IBISS - the interactive bovine in Silico SNP database.

Rachel Hawken¹, Wes Barris², Brian Dalrymple
¹Rachel.Hawken@csiro.au, CSIRO Livestock Industries; ²Wes.Barris@csiro.au, CSIRO Livestock Industries

An interactive bovine Insilco SNP database has been constructed . This database contains all available bovine EST and mRNA sequences in the public domain. The central program used for the construction of this database was stackPACK (http://www.sanbi.ac.za/Dbases.html#stackpack), which was used to cluster all sequences and align contigs within each cluster. A reiterative process of clustering and analysis was used to identify chimeric sequences, which were removed from the final analysis. In the absence of substantial genomic sequence data from Bos taurus, human data sets (human reference gene sequences and human working draft chromosome sequences) were used extensively in the further analysis of the clustered sequences. Each separate consensus sequence or singleton produced from stackPACK was treated as a model mRNA. Model mRNAs were annotated using the description lines from the top BLAST hits to the human mRNA and protein RefSeq sets. FASTY searches of human Refseq protein dataset were used to identify the most likely protein sequence allowing for frameshifts in the EST consensus sequence. If no significant hits were identified ESTScan2 was used to determine the most likely theoretical open reading frame.
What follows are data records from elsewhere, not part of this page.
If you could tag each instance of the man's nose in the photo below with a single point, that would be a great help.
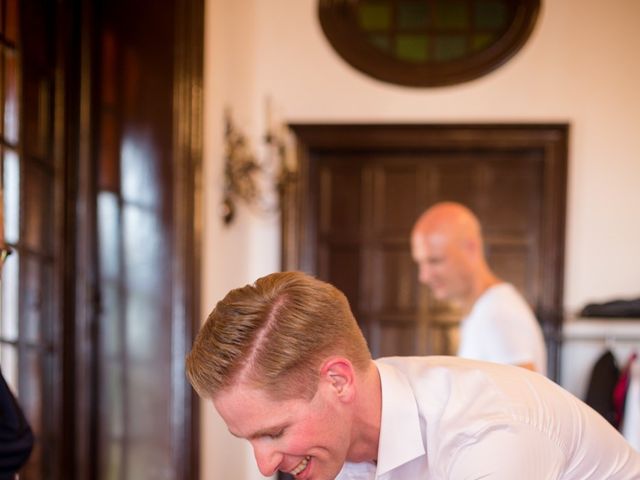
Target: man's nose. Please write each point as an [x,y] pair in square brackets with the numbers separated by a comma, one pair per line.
[424,274]
[267,458]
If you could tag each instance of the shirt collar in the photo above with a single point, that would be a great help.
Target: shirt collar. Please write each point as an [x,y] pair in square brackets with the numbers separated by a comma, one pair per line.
[400,433]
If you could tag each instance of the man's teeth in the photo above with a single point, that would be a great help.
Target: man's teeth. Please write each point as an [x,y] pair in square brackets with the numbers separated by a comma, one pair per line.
[301,466]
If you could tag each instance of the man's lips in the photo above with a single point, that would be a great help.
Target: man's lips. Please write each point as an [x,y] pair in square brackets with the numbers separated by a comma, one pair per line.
[301,466]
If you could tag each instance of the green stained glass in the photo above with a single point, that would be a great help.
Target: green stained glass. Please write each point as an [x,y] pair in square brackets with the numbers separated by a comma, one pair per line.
[490,14]
[412,15]
[412,48]
[452,14]
[374,16]
[381,42]
[481,41]
[450,47]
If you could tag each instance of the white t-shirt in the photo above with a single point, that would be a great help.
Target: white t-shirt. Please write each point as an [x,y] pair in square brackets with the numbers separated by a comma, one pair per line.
[501,328]
[448,418]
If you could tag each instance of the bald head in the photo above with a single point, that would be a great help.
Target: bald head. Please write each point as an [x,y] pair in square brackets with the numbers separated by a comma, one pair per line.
[451,219]
[446,243]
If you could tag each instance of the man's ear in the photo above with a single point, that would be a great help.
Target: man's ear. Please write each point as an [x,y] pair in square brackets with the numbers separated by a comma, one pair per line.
[338,374]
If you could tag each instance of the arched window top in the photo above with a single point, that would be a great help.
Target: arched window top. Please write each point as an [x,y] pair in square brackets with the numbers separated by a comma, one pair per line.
[426,43]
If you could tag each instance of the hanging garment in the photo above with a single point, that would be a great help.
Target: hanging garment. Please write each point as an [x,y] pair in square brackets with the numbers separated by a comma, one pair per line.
[620,391]
[631,423]
[604,377]
[16,438]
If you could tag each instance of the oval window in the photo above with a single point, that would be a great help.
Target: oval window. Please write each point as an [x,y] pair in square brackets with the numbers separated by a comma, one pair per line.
[427,43]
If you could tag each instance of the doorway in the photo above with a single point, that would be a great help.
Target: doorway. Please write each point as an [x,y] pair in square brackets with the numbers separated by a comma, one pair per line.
[348,217]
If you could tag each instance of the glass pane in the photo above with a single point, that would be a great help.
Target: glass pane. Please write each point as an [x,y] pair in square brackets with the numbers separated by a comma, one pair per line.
[412,15]
[412,48]
[37,213]
[11,196]
[481,41]
[37,282]
[374,16]
[452,14]
[36,121]
[11,120]
[9,365]
[490,14]
[382,42]
[10,290]
[32,403]
[450,47]
[11,25]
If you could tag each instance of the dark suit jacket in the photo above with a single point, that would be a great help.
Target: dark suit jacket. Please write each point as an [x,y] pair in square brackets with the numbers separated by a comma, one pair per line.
[16,438]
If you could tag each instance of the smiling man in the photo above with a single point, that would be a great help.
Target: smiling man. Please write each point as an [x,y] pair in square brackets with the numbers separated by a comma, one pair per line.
[287,368]
[498,324]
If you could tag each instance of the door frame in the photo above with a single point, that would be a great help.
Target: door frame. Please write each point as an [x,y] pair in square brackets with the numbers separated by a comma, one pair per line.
[298,225]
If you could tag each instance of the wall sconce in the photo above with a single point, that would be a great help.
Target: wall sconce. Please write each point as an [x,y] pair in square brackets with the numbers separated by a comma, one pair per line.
[258,183]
These analyses generated a set of model protein sequences which aligned back to the relevant consensus nucleotide sequence using NAP. For each model mRNA sequence several features have been highlighted in our database. One feature is the identification of putative SNPs by examining the multiple sequence alignment for each cluster. SNPs predicted to change amino acids were identified by comparing the protein predictions of flanking nucleotide sequences using BLAST matching of the two distinct sequences against the human protein RefSeq dataset. The putative gene structure (intron-exon boundaries) of each model mRNA has also been identified. This was accomplished using BLAT searches of each model mRNA v. the human chromosome sequence database. This database is an extensive time saving tool, by providing gene sequence (nucleotide and amino acid sequence) for all known bovine sequences in the public domain, the putative structure of each model mRNA. This information enables primer design flanking putative SNP to be accomplished in a fraction of the time previously required to do the same task.